TransDot: An Area-efficient Reconfigurable Floating-Point Unit for Trans-Precision Dot-Product Accumulation for FPGA AI Engines
Jiayi Wang, Maohua Nie, Sin-Chen Lin, C.-J. Richard Shi, Ang Li

TL;DR
TransDot introduces a reconfigurable FPGA floating-point unit that efficiently supports trans-precision dot-product accumulation, enhancing throughput and area efficiency for AI engines.
Contribution
It unifies multi-precision SIMD FMA and trans-precision DPA in a shared reconfigurable datapath, supporting various dot-product formats with improved efficiency.
Findings
TransDot doubles FP16 throughput for DPA.
TransDot achieves 4x FP8 and 8x FP4 throughput in DPA.
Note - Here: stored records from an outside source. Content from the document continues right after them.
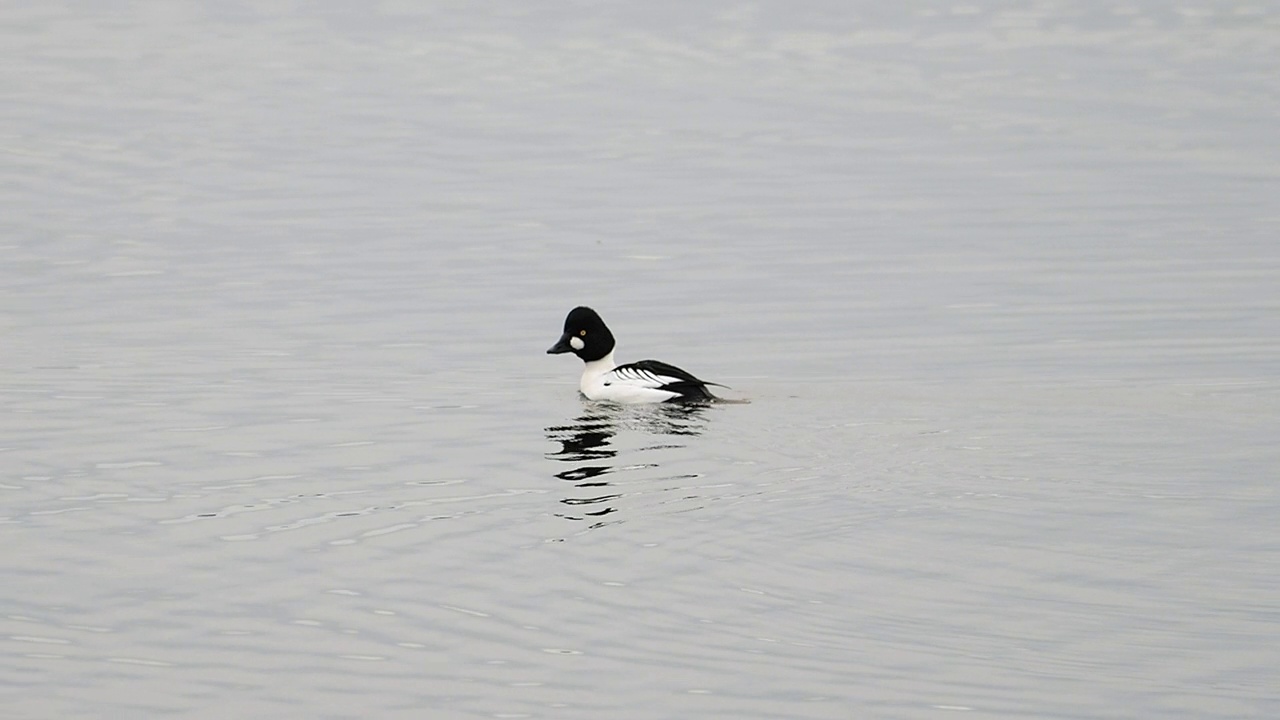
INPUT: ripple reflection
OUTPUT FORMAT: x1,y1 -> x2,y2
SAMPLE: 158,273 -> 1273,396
545,404 -> 707,528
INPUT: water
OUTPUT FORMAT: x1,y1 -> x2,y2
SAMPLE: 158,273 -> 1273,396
0,3 -> 1280,719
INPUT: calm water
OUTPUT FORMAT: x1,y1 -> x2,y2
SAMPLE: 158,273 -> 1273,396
0,0 -> 1280,719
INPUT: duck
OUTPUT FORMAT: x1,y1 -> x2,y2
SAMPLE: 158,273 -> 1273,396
547,305 -> 727,405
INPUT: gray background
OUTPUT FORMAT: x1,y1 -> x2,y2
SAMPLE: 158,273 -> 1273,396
0,0 -> 1280,719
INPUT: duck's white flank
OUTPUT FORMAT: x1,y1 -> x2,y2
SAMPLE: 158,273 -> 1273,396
577,352 -> 680,404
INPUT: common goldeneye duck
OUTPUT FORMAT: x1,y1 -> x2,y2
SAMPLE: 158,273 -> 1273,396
547,307 -> 724,404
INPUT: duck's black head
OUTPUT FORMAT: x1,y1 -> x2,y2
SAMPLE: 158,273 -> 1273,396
547,306 -> 613,363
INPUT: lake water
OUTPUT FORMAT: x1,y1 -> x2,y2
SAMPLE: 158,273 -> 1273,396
0,0 -> 1280,719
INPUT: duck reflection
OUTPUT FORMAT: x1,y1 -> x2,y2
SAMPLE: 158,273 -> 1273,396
547,404 -> 707,528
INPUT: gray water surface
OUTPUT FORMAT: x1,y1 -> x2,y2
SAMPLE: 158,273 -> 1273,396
0,0 -> 1280,719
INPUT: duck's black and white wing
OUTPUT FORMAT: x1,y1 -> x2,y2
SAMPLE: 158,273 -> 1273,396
603,360 -> 717,401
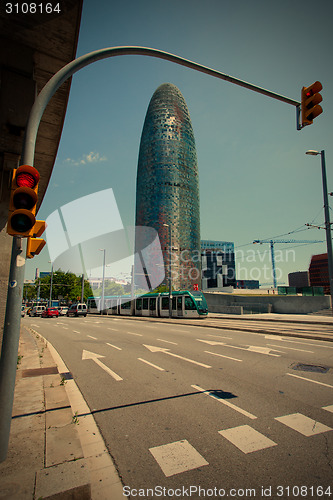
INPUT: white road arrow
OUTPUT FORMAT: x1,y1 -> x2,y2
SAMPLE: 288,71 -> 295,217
197,339 -> 225,345
143,344 -> 211,368
82,349 -> 123,382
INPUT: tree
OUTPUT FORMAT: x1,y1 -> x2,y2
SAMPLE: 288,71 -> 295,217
94,281 -> 125,297
39,269 -> 92,302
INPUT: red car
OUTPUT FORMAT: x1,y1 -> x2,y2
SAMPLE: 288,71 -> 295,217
42,307 -> 59,318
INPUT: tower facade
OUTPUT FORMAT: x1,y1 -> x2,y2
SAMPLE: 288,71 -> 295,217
135,83 -> 201,290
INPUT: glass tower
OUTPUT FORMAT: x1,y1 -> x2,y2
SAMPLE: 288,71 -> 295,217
135,83 -> 201,290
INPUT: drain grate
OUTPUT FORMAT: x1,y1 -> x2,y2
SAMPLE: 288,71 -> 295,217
291,363 -> 329,373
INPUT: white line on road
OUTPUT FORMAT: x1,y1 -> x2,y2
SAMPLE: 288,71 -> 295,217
207,333 -> 233,340
82,350 -> 123,382
143,344 -> 211,368
138,358 -> 165,372
197,339 -> 225,345
267,344 -> 313,354
191,385 -> 257,420
149,439 -> 208,477
210,344 -> 281,358
156,339 -> 178,345
106,342 -> 122,351
286,373 -> 333,389
218,425 -> 277,453
205,351 -> 243,361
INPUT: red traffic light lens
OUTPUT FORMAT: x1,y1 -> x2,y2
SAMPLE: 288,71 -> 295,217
15,165 -> 40,188
10,210 -> 36,234
16,172 -> 37,188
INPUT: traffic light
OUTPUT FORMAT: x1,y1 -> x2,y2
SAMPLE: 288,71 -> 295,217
301,82 -> 323,127
7,165 -> 40,237
27,220 -> 46,259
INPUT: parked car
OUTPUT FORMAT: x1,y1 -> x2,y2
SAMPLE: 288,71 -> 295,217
58,306 -> 68,316
42,307 -> 59,318
67,304 -> 88,317
29,306 -> 45,316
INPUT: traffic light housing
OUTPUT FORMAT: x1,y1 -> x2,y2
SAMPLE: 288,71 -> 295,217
301,81 -> 323,127
26,220 -> 46,259
7,165 -> 40,237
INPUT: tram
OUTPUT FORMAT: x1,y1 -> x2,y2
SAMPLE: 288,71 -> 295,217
87,290 -> 208,318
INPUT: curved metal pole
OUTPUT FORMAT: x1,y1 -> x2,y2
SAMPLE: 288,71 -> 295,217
0,47 -> 300,462
22,46 -> 300,165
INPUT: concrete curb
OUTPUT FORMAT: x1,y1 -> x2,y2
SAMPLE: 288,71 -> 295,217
0,327 -> 124,500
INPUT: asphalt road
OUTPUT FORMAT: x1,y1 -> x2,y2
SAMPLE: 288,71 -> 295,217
22,316 -> 333,499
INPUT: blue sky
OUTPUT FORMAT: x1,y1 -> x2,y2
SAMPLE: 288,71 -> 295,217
26,0 -> 333,283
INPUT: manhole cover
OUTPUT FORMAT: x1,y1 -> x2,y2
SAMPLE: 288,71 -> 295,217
291,363 -> 329,373
22,366 -> 58,377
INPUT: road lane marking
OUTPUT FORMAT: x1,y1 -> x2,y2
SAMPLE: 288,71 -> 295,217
106,342 -> 122,351
156,339 -> 178,345
267,344 -> 313,354
218,425 -> 277,453
274,413 -> 333,437
149,439 -> 208,477
205,333 -> 233,340
138,358 -> 165,372
170,326 -> 192,333
204,351 -> 243,361
210,343 -> 282,358
286,373 -> 333,389
197,339 -> 225,345
143,344 -> 211,368
82,350 -> 123,382
191,385 -> 257,420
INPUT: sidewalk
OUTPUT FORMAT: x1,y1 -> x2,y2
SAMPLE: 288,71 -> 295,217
0,327 -> 124,500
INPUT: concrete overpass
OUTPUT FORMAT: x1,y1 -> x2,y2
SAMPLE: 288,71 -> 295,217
0,0 -> 83,340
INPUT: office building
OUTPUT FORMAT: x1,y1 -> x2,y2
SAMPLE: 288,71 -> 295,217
135,83 -> 201,290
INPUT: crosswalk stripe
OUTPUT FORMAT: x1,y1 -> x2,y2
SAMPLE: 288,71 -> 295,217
275,413 -> 333,437
218,425 -> 277,453
149,439 -> 208,477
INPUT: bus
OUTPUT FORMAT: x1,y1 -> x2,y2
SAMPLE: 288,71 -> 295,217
87,290 -> 208,318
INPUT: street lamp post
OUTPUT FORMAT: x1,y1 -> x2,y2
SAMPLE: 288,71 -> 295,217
99,248 -> 105,314
163,224 -> 172,318
306,149 -> 333,311
49,260 -> 53,307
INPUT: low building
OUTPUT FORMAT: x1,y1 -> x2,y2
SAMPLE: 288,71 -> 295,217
288,271 -> 310,288
201,240 -> 236,290
309,253 -> 330,294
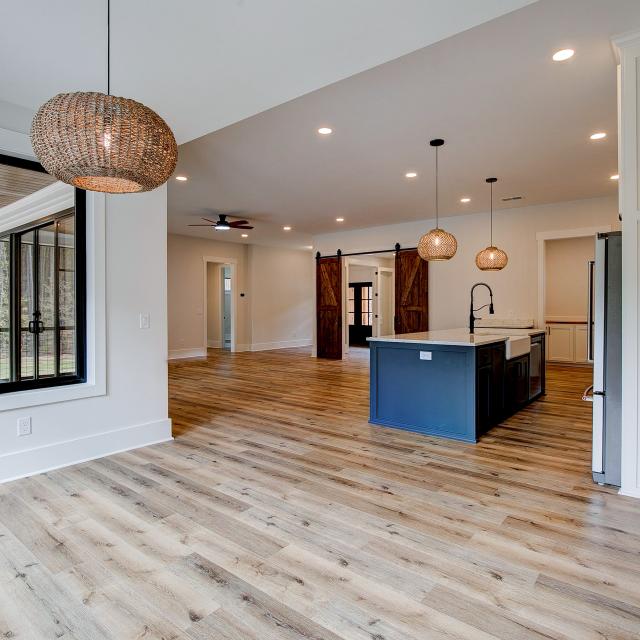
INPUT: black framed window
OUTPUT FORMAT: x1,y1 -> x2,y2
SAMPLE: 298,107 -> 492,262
0,156 -> 86,393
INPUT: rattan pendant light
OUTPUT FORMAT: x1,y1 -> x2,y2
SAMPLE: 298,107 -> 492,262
476,178 -> 509,271
31,0 -> 178,193
418,138 -> 458,262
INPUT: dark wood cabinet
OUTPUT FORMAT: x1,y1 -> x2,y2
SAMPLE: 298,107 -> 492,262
504,355 -> 529,415
476,344 -> 505,434
370,335 -> 545,442
529,333 -> 546,400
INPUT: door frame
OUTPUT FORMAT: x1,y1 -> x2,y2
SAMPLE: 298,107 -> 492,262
202,256 -> 238,353
374,267 -> 396,337
219,264 -> 234,349
536,224 -> 612,329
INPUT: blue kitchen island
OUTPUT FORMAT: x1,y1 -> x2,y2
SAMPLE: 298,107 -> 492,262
369,329 -> 545,442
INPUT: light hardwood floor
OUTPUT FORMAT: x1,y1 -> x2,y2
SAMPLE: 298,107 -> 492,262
0,350 -> 640,640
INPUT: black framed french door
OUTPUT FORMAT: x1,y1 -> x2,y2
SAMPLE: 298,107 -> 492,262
347,282 -> 373,347
12,210 -> 84,382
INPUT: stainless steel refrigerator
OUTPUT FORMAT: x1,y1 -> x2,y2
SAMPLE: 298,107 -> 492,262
584,231 -> 622,486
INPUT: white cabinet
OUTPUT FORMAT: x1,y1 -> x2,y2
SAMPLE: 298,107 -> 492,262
547,323 -> 588,364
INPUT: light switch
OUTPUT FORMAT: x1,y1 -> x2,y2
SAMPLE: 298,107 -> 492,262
18,416 -> 31,436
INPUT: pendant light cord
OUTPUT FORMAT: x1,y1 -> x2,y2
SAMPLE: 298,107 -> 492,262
436,147 -> 440,229
107,0 -> 111,96
489,182 -> 493,247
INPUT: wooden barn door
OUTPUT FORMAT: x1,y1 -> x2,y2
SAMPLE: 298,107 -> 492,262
394,249 -> 429,333
316,258 -> 342,360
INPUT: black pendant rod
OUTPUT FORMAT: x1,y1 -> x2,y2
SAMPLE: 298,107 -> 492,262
316,243 -> 417,260
486,178 -> 498,247
107,0 -> 111,96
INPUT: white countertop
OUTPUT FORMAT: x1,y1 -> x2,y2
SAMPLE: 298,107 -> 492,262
367,328 -> 544,347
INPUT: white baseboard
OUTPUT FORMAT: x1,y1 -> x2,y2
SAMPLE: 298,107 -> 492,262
618,487 -> 640,498
250,338 -> 311,351
0,418 -> 173,483
169,347 -> 207,360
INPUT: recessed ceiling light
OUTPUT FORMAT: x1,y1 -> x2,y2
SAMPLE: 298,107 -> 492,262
553,49 -> 575,62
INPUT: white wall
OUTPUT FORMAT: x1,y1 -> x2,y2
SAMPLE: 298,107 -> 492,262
545,236 -> 595,322
616,32 -> 640,498
167,234 -> 315,357
313,198 -> 618,330
0,126 -> 171,481
349,264 -> 376,284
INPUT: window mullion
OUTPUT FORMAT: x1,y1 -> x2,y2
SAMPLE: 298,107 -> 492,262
32,229 -> 40,380
53,220 -> 60,377
9,233 -> 22,382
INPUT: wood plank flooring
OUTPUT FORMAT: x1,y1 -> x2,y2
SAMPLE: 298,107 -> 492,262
0,350 -> 640,640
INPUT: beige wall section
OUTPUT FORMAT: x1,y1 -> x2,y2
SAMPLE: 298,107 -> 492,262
349,264 -> 376,283
313,197 -> 618,329
167,234 -> 314,358
167,234 -> 251,357
207,262 -> 223,347
545,237 -> 595,322
249,245 -> 315,351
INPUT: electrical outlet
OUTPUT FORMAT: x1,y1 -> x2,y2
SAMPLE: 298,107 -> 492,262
18,416 -> 31,436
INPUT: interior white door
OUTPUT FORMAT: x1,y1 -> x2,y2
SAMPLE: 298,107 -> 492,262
377,267 -> 394,336
574,324 -> 589,362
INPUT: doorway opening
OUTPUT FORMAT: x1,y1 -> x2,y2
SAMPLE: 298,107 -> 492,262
342,251 -> 395,353
203,257 -> 237,351
537,226 -> 611,366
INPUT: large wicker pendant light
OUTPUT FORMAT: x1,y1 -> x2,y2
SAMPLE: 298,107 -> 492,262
31,0 -> 178,193
418,138 -> 458,262
476,178 -> 509,271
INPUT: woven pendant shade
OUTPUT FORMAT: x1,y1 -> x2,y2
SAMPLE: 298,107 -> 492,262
476,247 -> 509,271
418,138 -> 458,262
31,92 -> 178,193
476,178 -> 509,271
418,229 -> 458,262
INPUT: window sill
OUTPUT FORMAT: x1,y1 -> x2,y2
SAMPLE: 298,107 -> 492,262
0,382 -> 107,411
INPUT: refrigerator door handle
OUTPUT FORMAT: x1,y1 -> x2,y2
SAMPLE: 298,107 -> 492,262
587,260 -> 596,362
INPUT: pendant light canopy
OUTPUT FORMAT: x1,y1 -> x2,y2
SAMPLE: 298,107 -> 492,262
418,138 -> 458,262
31,0 -> 178,193
476,178 -> 509,271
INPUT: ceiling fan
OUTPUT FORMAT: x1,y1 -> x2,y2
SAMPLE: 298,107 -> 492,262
189,213 -> 253,231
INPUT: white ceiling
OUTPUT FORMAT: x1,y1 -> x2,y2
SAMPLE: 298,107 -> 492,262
169,0 -> 640,242
0,0 -> 532,143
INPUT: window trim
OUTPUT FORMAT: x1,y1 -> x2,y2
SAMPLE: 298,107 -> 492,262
0,154 -> 88,399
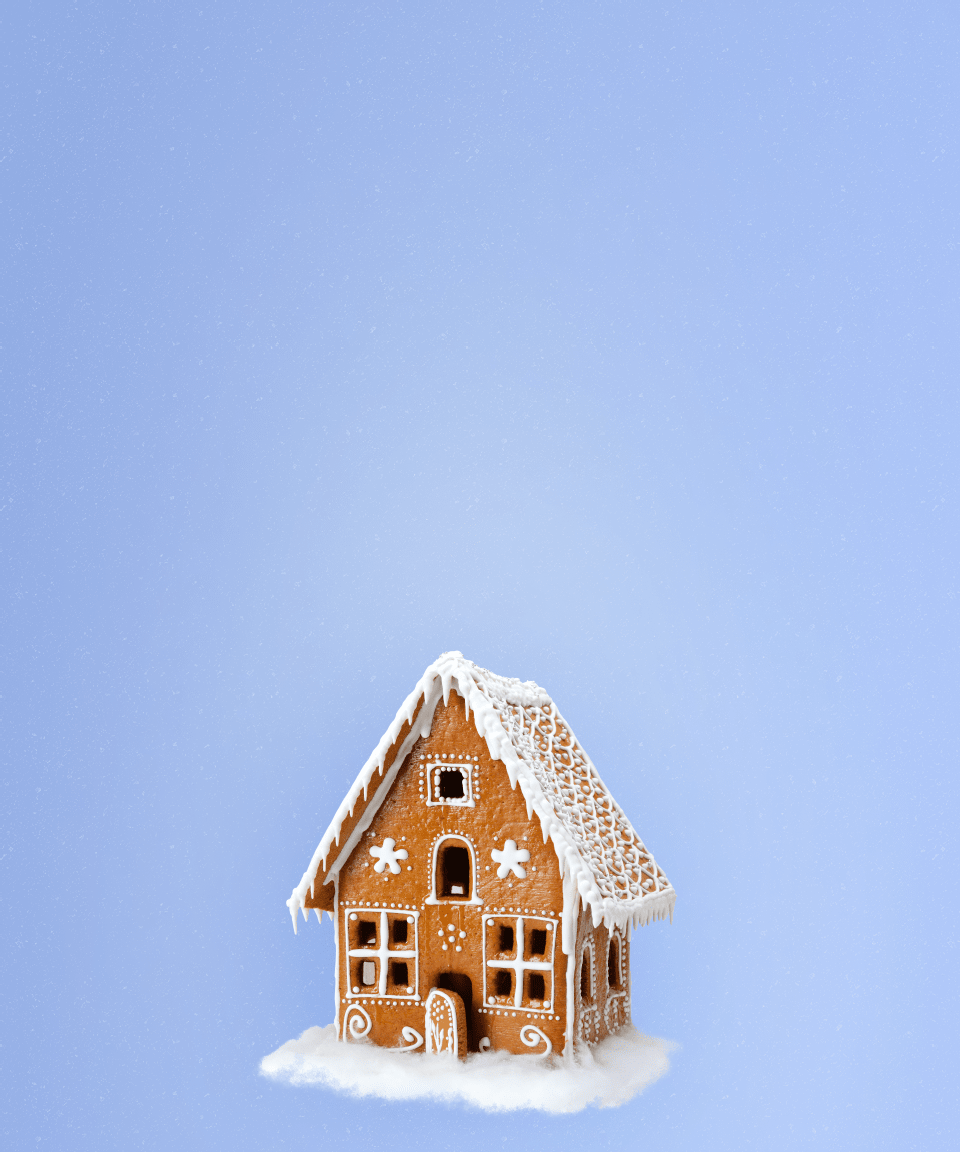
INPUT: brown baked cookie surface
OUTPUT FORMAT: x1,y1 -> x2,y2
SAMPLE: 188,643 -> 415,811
289,653 -> 675,1054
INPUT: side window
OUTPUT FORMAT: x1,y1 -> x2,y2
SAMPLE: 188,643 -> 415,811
483,916 -> 557,1011
580,948 -> 594,1003
606,935 -> 622,988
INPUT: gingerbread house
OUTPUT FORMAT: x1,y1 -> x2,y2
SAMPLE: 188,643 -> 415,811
287,652 -> 676,1055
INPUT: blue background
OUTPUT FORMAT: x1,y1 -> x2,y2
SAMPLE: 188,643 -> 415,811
0,0 -> 960,1150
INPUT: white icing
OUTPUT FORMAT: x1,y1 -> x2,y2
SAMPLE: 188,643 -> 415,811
287,652 -> 676,935
343,1005 -> 371,1040
370,836 -> 410,876
490,840 -> 530,880
520,1024 -> 553,1056
424,988 -> 459,1055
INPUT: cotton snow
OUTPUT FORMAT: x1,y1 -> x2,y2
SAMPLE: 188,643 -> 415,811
260,1024 -> 675,1113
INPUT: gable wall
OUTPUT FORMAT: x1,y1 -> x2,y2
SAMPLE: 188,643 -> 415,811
335,691 -> 566,1053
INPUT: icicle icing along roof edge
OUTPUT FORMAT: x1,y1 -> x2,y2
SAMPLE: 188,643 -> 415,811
287,652 -> 676,931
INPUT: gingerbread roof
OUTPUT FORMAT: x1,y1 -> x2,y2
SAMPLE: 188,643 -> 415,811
287,652 -> 676,930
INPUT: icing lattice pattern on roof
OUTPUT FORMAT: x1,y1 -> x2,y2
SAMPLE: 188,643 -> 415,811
475,666 -> 672,901
287,652 -> 676,930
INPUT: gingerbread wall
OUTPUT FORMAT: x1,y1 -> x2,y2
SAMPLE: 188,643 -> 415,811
574,911 -> 630,1044
329,691 -> 569,1053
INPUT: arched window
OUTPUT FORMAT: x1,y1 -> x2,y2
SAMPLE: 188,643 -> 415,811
426,836 -> 481,904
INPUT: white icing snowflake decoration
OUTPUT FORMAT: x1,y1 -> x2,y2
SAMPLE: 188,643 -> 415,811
370,836 -> 409,876
490,840 -> 530,880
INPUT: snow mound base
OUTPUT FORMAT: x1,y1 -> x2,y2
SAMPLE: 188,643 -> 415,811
260,1024 -> 675,1113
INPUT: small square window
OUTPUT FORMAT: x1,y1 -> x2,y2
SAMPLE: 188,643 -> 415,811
439,768 -> 464,799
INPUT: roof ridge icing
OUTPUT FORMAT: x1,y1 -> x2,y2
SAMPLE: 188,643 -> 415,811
287,652 -> 676,930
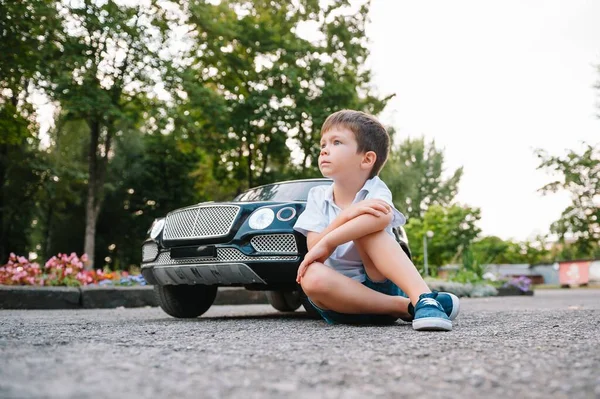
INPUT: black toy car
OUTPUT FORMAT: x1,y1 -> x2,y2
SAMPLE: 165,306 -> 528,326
142,179 -> 410,318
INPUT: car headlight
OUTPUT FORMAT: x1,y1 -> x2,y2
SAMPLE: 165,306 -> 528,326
150,218 -> 165,240
248,208 -> 275,230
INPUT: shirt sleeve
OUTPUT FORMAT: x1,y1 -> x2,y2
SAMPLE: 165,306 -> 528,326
294,186 -> 327,236
366,187 -> 406,227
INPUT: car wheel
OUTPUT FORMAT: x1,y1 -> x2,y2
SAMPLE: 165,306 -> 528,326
300,289 -> 321,319
154,285 -> 217,319
267,291 -> 302,312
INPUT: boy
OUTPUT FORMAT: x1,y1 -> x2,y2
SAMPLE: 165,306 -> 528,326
294,110 -> 459,331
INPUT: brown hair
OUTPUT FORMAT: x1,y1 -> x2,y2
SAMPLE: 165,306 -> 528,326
321,109 -> 390,179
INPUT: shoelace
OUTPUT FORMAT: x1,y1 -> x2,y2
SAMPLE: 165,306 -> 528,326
420,298 -> 440,308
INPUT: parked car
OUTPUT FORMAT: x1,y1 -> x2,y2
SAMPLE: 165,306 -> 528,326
142,179 -> 410,318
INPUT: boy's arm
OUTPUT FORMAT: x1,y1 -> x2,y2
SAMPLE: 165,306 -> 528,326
306,200 -> 391,251
306,212 -> 350,251
322,212 -> 394,248
296,212 -> 394,284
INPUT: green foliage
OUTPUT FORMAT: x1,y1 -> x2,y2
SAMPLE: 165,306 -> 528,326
471,236 -> 553,264
452,248 -> 485,284
537,144 -> 600,259
381,137 -> 463,218
180,0 -> 389,192
406,205 -> 481,276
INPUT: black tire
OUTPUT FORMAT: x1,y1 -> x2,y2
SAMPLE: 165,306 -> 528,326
154,285 -> 217,319
266,291 -> 302,312
300,289 -> 321,319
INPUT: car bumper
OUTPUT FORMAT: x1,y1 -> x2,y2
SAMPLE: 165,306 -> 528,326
142,251 -> 301,286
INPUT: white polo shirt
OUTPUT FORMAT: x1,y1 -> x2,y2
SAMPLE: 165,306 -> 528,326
294,176 -> 406,282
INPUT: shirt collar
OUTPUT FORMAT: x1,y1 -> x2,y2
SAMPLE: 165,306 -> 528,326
325,176 -> 379,205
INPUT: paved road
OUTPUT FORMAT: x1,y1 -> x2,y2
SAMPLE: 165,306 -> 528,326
0,289 -> 600,399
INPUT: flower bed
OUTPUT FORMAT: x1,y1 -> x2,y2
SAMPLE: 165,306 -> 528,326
0,252 -> 146,287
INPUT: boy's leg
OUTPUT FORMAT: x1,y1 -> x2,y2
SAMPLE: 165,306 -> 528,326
300,262 -> 409,317
354,230 -> 431,305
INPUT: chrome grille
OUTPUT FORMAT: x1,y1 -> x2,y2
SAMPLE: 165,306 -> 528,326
142,242 -> 158,262
163,205 -> 240,240
250,234 -> 298,254
148,248 -> 298,266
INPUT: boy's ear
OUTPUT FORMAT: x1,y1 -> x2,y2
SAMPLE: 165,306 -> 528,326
361,151 -> 377,169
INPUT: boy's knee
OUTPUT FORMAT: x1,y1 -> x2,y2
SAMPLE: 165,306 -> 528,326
354,230 -> 387,248
300,262 -> 328,296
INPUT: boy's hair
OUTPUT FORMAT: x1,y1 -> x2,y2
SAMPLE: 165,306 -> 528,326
321,109 -> 390,179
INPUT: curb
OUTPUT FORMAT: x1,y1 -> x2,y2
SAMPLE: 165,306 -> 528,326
0,285 -> 269,309
0,282 -> 506,309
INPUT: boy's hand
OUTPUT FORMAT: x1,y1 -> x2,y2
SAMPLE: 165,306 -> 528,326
342,199 -> 392,220
296,238 -> 335,284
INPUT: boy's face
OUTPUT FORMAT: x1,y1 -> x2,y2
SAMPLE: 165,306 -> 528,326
319,126 -> 375,180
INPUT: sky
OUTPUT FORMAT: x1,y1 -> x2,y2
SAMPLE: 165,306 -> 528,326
36,0 -> 600,244
367,0 -> 600,240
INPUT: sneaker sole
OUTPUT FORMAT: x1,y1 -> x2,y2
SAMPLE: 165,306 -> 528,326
448,293 -> 460,320
413,317 -> 452,331
400,292 -> 460,323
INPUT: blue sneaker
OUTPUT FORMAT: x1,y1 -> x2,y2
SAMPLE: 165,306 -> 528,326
413,292 -> 452,331
401,291 -> 460,322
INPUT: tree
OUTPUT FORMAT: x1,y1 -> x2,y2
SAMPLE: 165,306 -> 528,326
537,144 -> 600,258
52,0 -> 177,267
381,137 -> 463,219
180,0 -> 389,192
406,205 -> 481,275
0,0 -> 60,264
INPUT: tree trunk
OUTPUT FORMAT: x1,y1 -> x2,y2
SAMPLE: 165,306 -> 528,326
0,144 -> 8,265
83,120 -> 100,270
248,140 -> 254,188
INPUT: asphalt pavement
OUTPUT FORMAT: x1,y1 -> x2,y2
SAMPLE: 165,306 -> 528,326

TransDot improves area efficiency by up to 2.92x.
Abstract
Commercial FPGAs, such as AMD Versal devices, increasingly incorporate AI engines that exploit low-precision packed-SIMD fused multiply-accumulate (FMA) to achieve proportional throughput gains. However, trans-precision FMA (e.g., multiplying two FP16 numbers and adding their result to an FP32 accumulator), which preserves numerical stability by accumulating in higher precision, remains bottlenecked by the highest-precision, lowest-throughput operation. Dot-product accumulation (DPA) (e.g., performing a dot-product on two 4-element FP8 vectors and adding its result to an FP32 accumulator) can fully utilize the input/output bandwidth and computational resources. Existing flexible open-source FPUs, such as FPnew, do not support DPA and implement SIMD FMA on low-precision formats by replicating independent FMA lanes, which increases area, underutilizes shared arithmetic resources, and…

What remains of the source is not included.